Da Vinci'nin bu deprem felaketinden oldukça etkilendiği açıktır.
Felaket sahnesi zihnine kazınmış, daha sonra çizdiği pek çok
tabloda Da Vinci bu tabloyu zemin olarak kullanmıştır. Mona
Lisa'nın mesaj yüklü olduğu iddia edilen arka fonu muhtemelen
Erzincan'da gördüğü deprem, çığ, suların yükselmesi ve insanların
kaçışması sahnesidir. Leonardo'nun bu tecrübesini bilmeyen veya
kabullenmeyen sanat eleştirmenleri uzun yıllar Mona Lisa'nın arka
planı hakkında teoriler geliştirmeye çalışmış, bunu yaparken
psikoanalizden Floransa doğasına karşı düşmanca bir bakışın gerçeği
büktüğüne kadar zorlama açıklamalara başvurmuşlardır.

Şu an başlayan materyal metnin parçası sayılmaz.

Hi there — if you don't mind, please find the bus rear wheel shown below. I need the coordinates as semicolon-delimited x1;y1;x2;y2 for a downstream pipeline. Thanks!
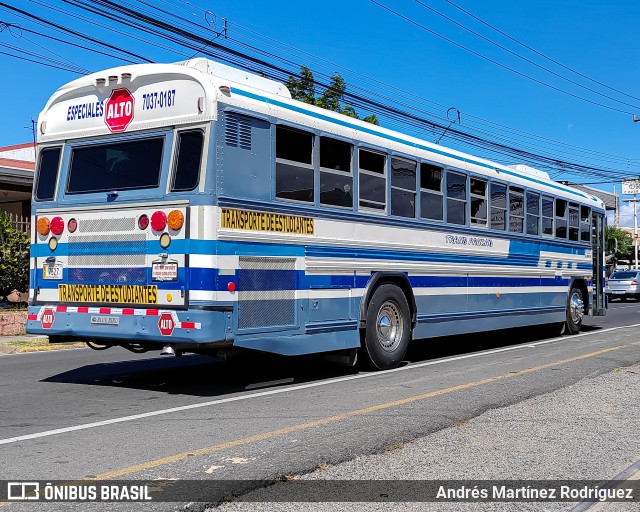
360;283;411;370
565;285;584;335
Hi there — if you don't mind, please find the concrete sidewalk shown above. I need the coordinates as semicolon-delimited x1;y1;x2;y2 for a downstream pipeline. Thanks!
0;334;48;343
212;363;640;512
0;334;86;354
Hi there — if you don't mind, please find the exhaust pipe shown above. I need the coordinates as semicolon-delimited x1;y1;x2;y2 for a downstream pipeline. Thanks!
160;344;175;356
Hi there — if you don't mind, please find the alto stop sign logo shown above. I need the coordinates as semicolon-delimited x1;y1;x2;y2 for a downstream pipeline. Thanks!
158;312;175;336
41;308;55;330
104;88;135;132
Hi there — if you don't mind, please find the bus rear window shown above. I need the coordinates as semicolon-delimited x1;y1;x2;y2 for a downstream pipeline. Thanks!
67;138;164;194
35;147;61;201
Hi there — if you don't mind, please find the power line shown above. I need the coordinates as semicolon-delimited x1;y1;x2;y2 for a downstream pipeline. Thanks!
370;0;633;115
440;0;640;104
0;1;152;63
412;0;640;111
5;0;638;182
54;1;640;178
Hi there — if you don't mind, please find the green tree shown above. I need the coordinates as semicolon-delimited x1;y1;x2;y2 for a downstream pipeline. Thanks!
0;212;30;300
286;66;379;125
285;66;316;105
605;225;631;263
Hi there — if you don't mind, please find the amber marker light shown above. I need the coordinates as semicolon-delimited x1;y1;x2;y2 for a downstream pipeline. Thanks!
37;217;50;236
50;216;64;236
167;210;184;231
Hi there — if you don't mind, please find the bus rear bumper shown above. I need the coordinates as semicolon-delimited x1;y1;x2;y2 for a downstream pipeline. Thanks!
26;305;231;345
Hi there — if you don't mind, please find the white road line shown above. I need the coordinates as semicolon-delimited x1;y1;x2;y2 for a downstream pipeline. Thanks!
1;323;639;446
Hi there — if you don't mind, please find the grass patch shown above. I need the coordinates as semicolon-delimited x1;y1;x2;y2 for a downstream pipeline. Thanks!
7;339;85;352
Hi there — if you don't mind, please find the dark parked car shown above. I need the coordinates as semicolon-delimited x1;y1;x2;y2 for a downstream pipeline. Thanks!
606;270;640;301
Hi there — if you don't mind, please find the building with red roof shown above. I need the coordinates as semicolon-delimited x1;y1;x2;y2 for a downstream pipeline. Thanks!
0;142;35;231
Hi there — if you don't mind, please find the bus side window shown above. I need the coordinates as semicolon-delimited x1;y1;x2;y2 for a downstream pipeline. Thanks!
555;199;568;239
446;170;467;225
509;187;524;233
526;191;540;236
470;177;488;227
391;157;416;218
568;202;580;241
171;130;204;192
420;163;443;221
35;147;62;201
490;182;507;230
319;137;353;208
542;195;554;236
276;125;314;203
359;149;386;211
580;205;591;242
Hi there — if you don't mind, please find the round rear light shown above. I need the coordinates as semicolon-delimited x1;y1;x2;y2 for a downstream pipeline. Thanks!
50;216;64;236
68;218;77;233
159;232;171;249
167;210;184;230
151;211;167;231
37;217;50;236
138;214;149;230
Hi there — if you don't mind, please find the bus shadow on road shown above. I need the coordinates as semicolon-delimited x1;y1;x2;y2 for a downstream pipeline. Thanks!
42;323;602;397
40;349;359;398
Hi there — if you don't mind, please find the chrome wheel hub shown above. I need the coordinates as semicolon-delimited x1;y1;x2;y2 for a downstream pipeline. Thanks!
569;293;584;324
376;301;403;352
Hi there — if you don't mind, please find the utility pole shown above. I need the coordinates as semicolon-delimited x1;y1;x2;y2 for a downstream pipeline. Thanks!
613;184;619;227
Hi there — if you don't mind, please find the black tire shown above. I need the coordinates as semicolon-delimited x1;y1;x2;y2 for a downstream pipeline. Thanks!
360;283;411;370
565;285;584;335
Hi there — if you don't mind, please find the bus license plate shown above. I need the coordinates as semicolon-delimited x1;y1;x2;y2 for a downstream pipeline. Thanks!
90;316;120;326
43;263;63;280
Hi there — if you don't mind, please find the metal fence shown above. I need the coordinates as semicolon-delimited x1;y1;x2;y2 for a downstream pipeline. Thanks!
6;212;30;234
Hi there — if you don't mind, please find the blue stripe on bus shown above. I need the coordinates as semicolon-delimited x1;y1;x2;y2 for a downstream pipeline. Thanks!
31;236;587;261
31;267;578;292
231;87;593;202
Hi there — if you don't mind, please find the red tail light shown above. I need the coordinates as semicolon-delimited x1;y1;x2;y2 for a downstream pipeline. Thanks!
151;211;167;231
138;214;149;230
68;218;77;233
50;216;64;236
632;280;638;285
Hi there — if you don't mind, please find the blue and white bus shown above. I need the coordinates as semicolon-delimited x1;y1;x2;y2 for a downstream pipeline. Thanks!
27;58;607;370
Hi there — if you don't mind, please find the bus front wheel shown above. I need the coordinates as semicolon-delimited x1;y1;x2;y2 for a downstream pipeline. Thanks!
565;285;584;335
360;283;411;370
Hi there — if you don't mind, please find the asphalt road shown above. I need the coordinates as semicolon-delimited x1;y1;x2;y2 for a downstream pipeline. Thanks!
1;302;640;511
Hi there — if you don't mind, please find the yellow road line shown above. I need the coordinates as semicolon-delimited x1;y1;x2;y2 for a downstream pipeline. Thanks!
95;342;640;480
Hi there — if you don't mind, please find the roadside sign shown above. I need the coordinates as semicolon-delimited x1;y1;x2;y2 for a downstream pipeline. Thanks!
622;179;640;195
41;308;55;330
158;312;175;336
104;88;134;133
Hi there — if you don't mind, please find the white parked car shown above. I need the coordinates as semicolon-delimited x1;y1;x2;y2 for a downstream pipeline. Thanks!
606;270;640;301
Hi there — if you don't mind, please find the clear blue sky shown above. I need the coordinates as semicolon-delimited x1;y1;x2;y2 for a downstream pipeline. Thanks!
2;0;639;223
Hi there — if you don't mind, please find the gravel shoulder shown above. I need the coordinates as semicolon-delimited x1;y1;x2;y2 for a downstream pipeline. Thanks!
211;363;640;512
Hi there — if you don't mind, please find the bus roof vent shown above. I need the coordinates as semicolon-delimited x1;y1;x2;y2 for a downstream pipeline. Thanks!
506;164;550;180
176;58;292;99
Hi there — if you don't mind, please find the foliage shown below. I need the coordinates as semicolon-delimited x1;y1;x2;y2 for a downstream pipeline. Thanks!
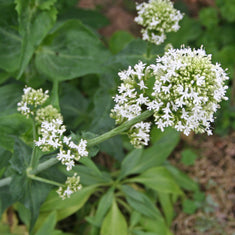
0;0;232;235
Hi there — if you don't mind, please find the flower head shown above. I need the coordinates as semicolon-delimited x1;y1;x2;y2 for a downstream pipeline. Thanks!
36;105;63;124
35;118;65;152
57;173;82;200
128;121;151;148
17;86;49;118
135;0;183;45
148;46;229;135
111;46;229;145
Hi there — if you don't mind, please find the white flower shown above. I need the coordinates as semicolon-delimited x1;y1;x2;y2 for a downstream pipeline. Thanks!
135;0;184;45
128;122;151;148
57;173;82;200
111;46;229;141
17;86;49;118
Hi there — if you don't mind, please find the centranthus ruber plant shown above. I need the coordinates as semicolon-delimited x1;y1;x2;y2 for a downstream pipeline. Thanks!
0;0;231;234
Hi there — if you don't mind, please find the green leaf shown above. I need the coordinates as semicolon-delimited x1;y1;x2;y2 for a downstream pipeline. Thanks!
130;211;142;228
140;215;169;235
60;83;89;130
0;147;11;172
199;7;218;29
9;174;52;229
79;157;103;177
0;1;21;73
182;199;198;214
101;199;128;235
35;20;110;81
89;88;114;133
165;164;199;192
119;128;179;180
40;185;97;221
166;16;202;47
109;30;135;54
15;202;31;229
15;0;57;78
0;185;15;217
71;165;112;186
58;8;109;29
0;26;21;74
121;185;162;220
110;39;164;68
10;138;31;173
86;187;114;227
0;83;24;115
180;149;198;166
34;211;57;235
158;193;174;226
216;0;235;22
128;167;182;195
0;114;31;151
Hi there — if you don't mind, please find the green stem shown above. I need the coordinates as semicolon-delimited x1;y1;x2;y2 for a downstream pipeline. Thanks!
0;110;154;187
0;177;11;187
87;110;154;147
30;119;39;169
28;174;63;187
51;81;60;111
31;157;58;175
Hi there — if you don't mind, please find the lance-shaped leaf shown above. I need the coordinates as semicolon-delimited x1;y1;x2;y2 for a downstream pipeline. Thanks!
35;20;111;82
101;198;128;235
119;128;179;180
15;0;57;78
128;167;183;195
121;185;162;220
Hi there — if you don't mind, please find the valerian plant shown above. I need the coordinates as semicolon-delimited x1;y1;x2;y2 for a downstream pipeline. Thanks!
0;0;230;234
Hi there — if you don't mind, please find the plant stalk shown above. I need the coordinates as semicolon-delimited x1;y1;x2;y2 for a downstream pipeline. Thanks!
27;174;63;187
87;110;154;147
0;110;154;187
51;81;60;111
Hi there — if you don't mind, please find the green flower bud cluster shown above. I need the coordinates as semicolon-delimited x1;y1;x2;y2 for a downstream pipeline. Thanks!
111;46;229;146
35;105;63;124
57;173;82;200
135;0;183;45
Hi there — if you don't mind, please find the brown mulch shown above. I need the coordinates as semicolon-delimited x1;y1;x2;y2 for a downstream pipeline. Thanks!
171;132;235;235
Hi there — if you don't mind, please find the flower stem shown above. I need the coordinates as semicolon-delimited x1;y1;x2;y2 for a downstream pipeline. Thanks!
0;177;11;187
27;174;63;187
51;81;60;111
87;110;154;147
0;110;154;187
31;157;58;175
30;119;40;169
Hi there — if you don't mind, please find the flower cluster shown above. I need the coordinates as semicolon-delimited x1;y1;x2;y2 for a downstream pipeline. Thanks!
17;86;49;117
35;105;63;124
111;47;229;145
35;118;66;152
135;0;183;45
128;122;151;148
57;137;88;171
110;61;152;147
57;173;82;200
35;117;88;171
17;87;89;171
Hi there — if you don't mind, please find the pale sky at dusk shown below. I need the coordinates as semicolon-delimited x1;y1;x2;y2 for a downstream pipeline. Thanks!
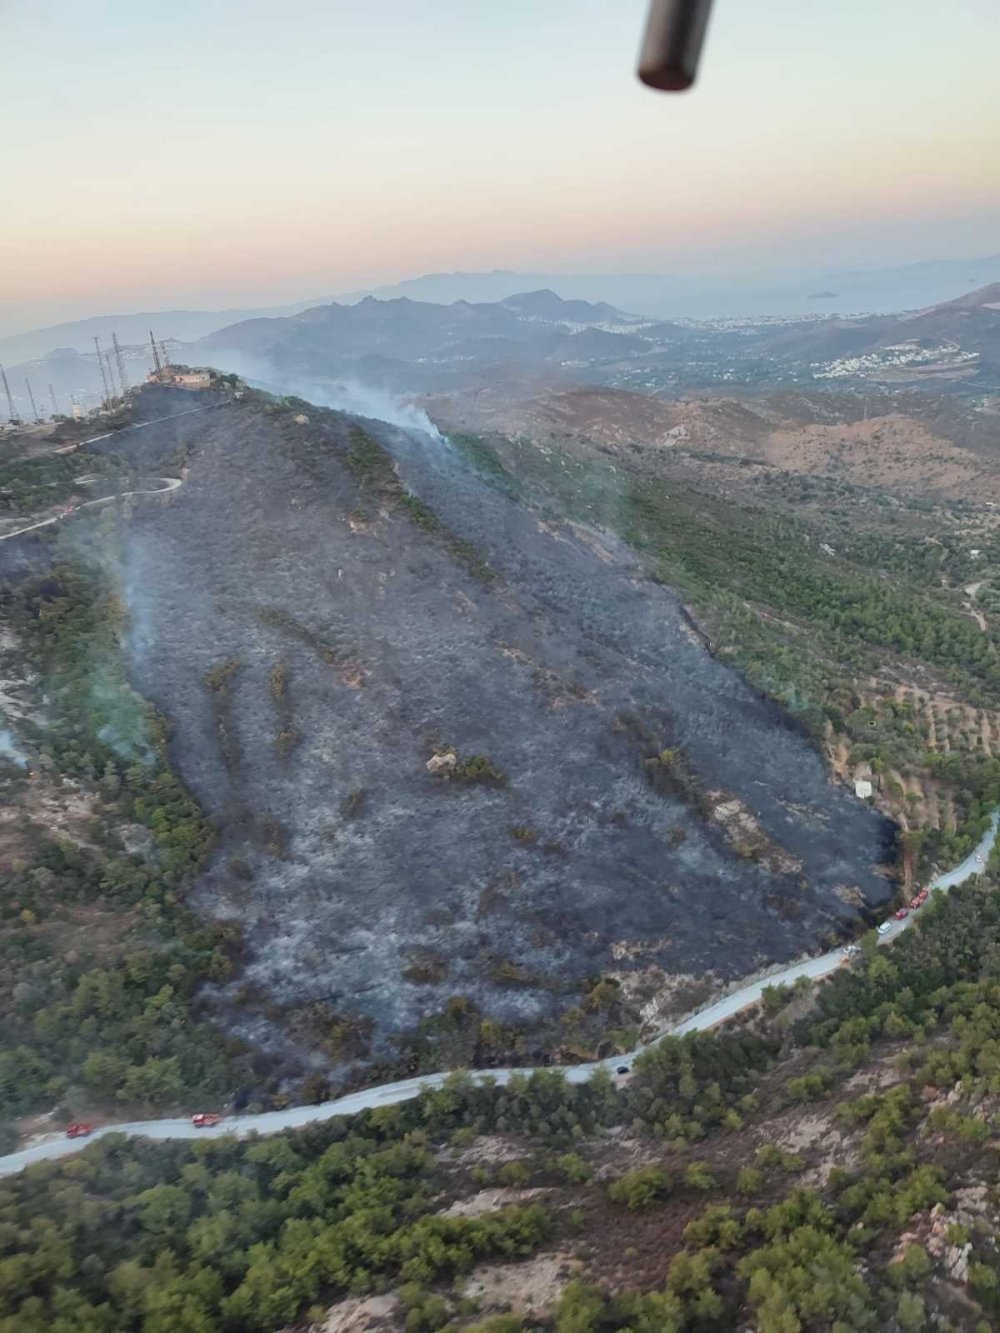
2;0;998;333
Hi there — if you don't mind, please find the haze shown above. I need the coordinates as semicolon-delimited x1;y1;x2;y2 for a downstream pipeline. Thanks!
2;0;998;334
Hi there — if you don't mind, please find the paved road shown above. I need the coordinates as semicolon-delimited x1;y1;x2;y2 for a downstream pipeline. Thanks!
0;477;182;542
50;404;218;455
2;814;994;1178
1;401;214;543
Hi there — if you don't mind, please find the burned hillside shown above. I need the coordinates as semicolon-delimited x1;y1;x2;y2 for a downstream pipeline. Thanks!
7;386;896;1075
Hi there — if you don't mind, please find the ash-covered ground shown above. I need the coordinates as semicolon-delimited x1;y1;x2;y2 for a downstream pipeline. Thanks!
66;388;895;1064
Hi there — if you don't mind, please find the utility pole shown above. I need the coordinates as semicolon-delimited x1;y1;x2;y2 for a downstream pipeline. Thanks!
0;363;18;423
94;336;113;408
48;384;59;418
149;329;162;375
25;378;41;425
112;331;129;396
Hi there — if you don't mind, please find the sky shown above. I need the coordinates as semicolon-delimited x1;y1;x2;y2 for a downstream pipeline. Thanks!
1;0;998;334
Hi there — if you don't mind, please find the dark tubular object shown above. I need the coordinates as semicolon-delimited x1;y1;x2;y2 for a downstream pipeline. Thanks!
638;0;714;91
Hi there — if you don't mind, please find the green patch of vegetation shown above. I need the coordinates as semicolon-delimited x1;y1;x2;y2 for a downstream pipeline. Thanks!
452;753;507;786
0;565;252;1122
340;786;367;817
267;662;287;700
258;606;348;666
0;451;128;517
608;1163;671;1210
449;432;523;499
204;657;240;691
509;824;539;845
0;1123;551;1333
343;425;495;582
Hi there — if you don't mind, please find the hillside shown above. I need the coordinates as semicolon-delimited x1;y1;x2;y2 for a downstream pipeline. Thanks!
0;298;322;365
0;383;901;1120
429;383;1000;502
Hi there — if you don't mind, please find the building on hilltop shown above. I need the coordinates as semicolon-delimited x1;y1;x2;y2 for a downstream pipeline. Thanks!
146;365;213;390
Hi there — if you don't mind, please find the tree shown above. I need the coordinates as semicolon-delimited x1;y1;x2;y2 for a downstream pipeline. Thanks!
896;1290;927;1331
608;1165;670;1211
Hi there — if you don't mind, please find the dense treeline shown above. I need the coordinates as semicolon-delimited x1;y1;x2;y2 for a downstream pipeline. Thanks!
7;886;1000;1328
0;562;253;1123
0;1122;550;1333
0;453;128;517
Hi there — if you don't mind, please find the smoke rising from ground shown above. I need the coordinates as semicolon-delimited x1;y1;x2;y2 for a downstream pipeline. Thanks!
0;727;28;768
204;346;444;441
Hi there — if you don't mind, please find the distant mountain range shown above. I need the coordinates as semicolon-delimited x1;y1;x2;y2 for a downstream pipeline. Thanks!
0;299;320;367
196;289;660;395
4;255;1000;375
335;256;1000;322
5;279;999;420
198;281;1000;399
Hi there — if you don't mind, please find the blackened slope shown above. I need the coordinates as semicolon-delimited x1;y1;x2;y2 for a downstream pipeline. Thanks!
108;395;893;1064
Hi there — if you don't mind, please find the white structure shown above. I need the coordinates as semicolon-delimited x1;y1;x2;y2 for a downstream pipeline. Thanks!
855;779;874;800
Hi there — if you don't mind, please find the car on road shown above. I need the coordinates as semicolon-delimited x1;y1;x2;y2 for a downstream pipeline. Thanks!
191;1113;222;1128
616;1065;629;1075
877;922;892;936
894;908;909;920
65;1123;93;1139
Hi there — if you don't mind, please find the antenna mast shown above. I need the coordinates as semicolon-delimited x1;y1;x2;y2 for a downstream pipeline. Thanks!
0;363;17;423
25;378;41;425
48;384;59;418
149;329;162;375
112;332;129;396
94;336;113;408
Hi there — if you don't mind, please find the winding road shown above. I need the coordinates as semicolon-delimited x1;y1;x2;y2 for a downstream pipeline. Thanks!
1;814;994;1179
0;477;182;542
2;407;996;1173
0;403;217;544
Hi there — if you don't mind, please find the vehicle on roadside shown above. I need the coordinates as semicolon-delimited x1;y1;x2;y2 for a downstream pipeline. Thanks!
65;1123;92;1139
616;1065;629;1075
191;1112;222;1128
894;908;909;920
877;922;892;936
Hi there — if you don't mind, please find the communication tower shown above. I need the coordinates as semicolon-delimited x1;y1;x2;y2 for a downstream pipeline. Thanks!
25;378;41;425
0;363;19;424
112;332;129;395
94;336;113;408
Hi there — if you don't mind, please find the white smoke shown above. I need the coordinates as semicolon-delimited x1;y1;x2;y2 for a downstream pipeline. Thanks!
203;346;444;441
300;379;444;442
0;728;28;769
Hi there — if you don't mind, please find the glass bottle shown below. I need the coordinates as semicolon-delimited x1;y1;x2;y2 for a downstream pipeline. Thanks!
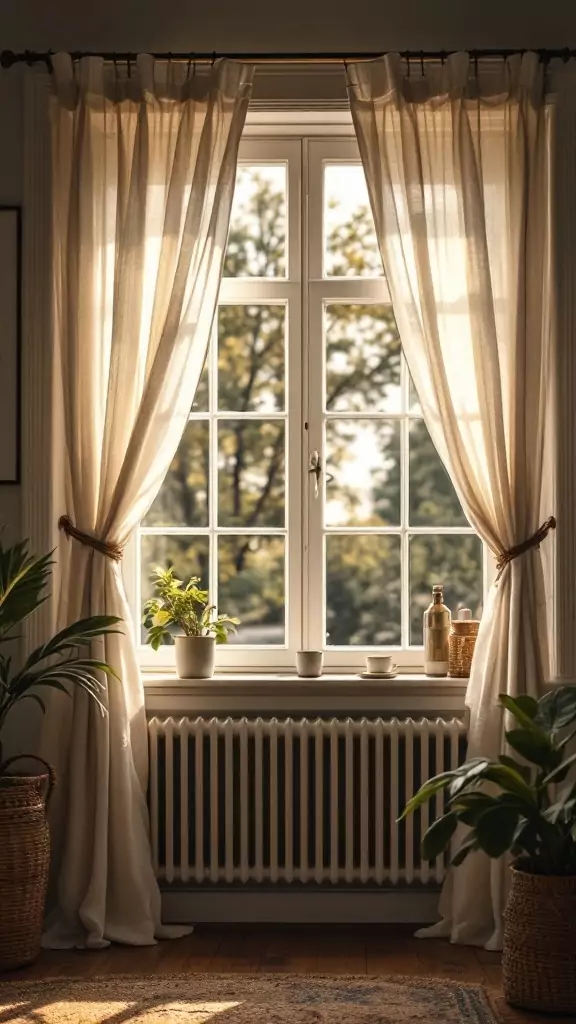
423;584;451;677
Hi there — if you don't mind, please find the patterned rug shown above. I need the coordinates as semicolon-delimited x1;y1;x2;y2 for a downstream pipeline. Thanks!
0;973;498;1023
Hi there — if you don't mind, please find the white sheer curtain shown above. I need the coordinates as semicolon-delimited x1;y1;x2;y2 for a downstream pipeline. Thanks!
347;52;554;949
43;53;253;948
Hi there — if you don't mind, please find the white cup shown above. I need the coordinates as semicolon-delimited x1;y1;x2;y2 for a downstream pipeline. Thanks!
296;650;323;678
366;655;393;675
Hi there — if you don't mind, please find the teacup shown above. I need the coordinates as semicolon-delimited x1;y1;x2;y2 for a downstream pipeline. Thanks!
366;655;393;675
296;651;323;678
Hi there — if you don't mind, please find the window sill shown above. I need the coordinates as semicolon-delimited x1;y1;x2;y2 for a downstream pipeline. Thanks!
143;672;469;718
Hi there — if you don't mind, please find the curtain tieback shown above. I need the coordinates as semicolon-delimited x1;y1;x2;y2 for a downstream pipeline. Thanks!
58;515;123;562
495;516;556;582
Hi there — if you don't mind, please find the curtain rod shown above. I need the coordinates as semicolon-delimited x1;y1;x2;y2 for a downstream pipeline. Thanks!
1;47;575;69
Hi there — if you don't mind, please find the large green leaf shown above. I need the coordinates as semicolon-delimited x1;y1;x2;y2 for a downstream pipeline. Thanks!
499;693;539;729
498;754;532;783
475;805;520;857
422;812;457;860
505;728;562;771
450;792;497;825
542;750;576;787
451;835;479;866
400;773;457;818
536;688;576;732
481;764;538;803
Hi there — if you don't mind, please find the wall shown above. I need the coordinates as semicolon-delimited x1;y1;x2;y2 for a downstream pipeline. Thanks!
0;73;23;547
0;0;575;53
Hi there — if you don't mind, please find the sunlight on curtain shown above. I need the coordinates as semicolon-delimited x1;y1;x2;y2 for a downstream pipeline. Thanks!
348;52;555;949
43;53;253;948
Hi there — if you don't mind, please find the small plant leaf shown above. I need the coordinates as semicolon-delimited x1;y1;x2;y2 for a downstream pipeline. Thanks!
422;812;458;860
505;727;562;771
475;805;520;857
499;693;539;728
536;687;576;732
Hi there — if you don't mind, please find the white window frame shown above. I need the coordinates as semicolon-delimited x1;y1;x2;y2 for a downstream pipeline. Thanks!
132;125;490;674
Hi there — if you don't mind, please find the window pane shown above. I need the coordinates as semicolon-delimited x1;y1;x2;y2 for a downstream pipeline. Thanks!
218;420;285;528
218;305;285;412
140;534;210;642
223;164;286;278
326;535;401;646
409;534;483;645
324;164;382;277
143;421;209;528
218;535;285;644
325;304;401;413
325;419;401;527
409;420;468;527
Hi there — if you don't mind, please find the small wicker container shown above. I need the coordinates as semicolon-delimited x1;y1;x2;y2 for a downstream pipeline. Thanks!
448;619;479;678
503;866;576;1013
0;757;55;971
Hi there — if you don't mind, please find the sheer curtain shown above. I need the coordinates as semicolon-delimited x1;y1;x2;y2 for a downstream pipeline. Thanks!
347;52;554;949
43;53;253;948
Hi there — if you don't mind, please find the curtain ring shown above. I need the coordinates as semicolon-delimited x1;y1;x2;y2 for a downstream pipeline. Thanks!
186;55;193;78
211;50;216;67
440;50;446;66
474;51;479;77
405;53;411;78
127;53;132;78
420;50;425;76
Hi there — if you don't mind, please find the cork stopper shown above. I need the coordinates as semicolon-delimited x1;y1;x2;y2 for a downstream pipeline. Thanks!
458;608;472;620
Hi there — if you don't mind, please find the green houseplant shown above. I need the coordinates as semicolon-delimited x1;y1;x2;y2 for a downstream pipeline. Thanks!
0;537;121;970
401;686;576;1012
143;566;239;678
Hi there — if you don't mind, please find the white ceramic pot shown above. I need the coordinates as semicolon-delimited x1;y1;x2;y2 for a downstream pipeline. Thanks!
174;635;216;679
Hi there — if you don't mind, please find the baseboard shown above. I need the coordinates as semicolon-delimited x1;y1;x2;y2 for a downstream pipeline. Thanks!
161;887;441;924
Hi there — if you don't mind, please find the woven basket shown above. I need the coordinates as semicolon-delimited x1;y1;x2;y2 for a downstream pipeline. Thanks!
503;866;576;1013
448;620;479;678
0;755;55;971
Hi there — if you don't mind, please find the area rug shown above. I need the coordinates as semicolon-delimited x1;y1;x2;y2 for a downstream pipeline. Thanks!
0;973;498;1023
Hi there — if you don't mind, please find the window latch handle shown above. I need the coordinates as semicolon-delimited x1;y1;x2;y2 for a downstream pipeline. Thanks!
308;450;333;497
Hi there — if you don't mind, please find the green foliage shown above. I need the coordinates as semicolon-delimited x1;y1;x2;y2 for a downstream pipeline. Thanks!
143;566;240;650
400;687;576;876
0;537;122;770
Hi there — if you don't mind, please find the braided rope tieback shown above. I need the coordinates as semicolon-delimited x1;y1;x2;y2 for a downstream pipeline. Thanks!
495;515;556;582
58;515;123;562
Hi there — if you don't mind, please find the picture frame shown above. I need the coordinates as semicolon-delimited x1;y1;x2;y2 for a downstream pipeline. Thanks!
0;206;21;484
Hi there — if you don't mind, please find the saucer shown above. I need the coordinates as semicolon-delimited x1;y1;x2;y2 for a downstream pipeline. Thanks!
357;667;398;680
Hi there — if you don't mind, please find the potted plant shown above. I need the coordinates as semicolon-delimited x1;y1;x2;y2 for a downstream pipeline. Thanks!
143;567;239;678
0;538;121;970
401;686;576;1013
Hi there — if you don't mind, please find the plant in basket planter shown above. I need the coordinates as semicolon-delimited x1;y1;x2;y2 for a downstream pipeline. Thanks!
401;686;576;1013
0;538;121;971
143;566;240;678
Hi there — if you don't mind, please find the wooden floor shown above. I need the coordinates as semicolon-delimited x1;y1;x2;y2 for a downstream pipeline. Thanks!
0;925;567;1024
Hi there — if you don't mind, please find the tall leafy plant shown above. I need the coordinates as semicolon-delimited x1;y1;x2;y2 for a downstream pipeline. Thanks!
401;687;576;876
143;567;239;650
0;539;122;770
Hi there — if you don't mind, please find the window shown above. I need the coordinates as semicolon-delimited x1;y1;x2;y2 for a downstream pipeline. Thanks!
136;135;484;671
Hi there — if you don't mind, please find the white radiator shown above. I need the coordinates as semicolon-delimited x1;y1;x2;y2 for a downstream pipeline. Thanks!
148;716;467;888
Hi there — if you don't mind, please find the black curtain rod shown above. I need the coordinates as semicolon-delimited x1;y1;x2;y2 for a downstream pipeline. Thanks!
1;47;576;69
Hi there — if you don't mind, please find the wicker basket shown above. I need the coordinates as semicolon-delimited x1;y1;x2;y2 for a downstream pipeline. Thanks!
503;866;576;1013
448;620;479;677
0;756;55;971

Da Vinci'nin kafası ve sanat gözü deprem sahnesinden etkilenmekle
birlikte kalbi de nasipsiz kalmamıştır. Devâdâr'a göndermek üzere
hazırlayacağı raporun bir taslağı şeklinde yazdığı başlıklar Da
Vinci'nin imanını sorguladığını ve 'yeni bir peygamber'den
bahsettiğini göstermektedir. Jean Paul Richter, Da Vinci'nin
bahsettiği yeni peygamberin Hazreti Muhammed Aleyhisselam olduğunu,
dolayısıyla Leonardo'nun bir şekilde İslam inancını benimsemiş
olabileceğini iddia eder.
MÜSLÜMAN MI, YAHUDİ Mİ, YOKSA AMADEAN MI?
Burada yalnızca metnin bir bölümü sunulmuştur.